Anne Fine is a multi award-winning novelist, and was Children’s Laureate from 2001-2003. Her novels range from the wickedly funny Diary of a Killer Cat for young readers, to the provocative_Road of Bones_ for teenage readers.
Speaking about her work, Anne says: “A lot of my work, even for fairly young readers, raises quite serious social issues. I believe that many personal decisions have a social or political resonance, and the way people try to pick their way through tricky family situations interests me. But people won’t (and shouldn’t) read books that don’t hold their interest, and I still adore funny books. So since I write for the reader inside myself, I always end up with the kind of book I would have loved to read (if only someone else had bothered to write for me.”
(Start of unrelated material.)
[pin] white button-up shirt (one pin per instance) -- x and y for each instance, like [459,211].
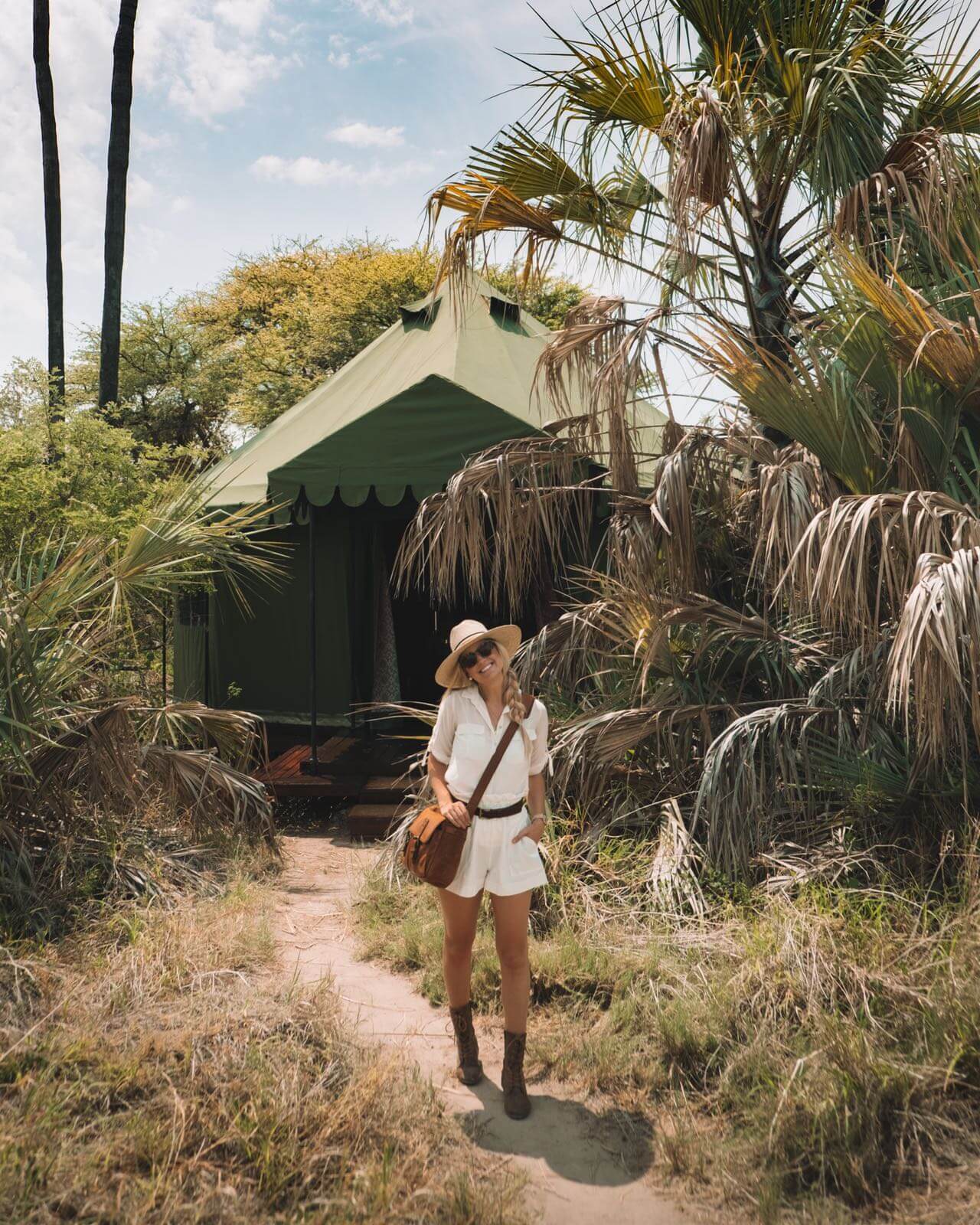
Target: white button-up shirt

More about Anne: “When I was young, it never occurred to me that I might be a writer. I think I must have thought that books were born on the library shelves. But I was good at writing stories, and I had a good deal of practice.
At school, I enjoyed languages most, and took French and Spanish, along with History, for A levels. That meant there was no room for English, and so for my whole life I have been able simply to read what I want when I want, and only for pleasure or interest. I suspect that this has been really important for the way I write, making it so much easier to think always of the reader.
I studied Politics and History at University, and the interest in political issues shows up in many of the books. After university I taught in a girls’ secondary school for a year — exhausting! — and then moved with my husband to Oxford, where I worked as an Information Officer for Oxfam. Though I was only in this job for two years, it changed my attitudes to money, to ‘things’, and to what is truly important in life, for ever.
In 1971 my first daughter was born. Unable to get to the library in a snowstorm to change my library books, in desperation I sat down and started to write a novel. Clearly this was the right job for me, for I have never stopped writing for more than a few weeks since.
My husband’s job took us to California, Arizona, Michigan and Canada, where our second daughter was born. In 1981 I returned to Edinburgh, and a few years later moved to County Durham, where I now live quietly in a stone house beside a river with Richard, my partner of fifteen years.”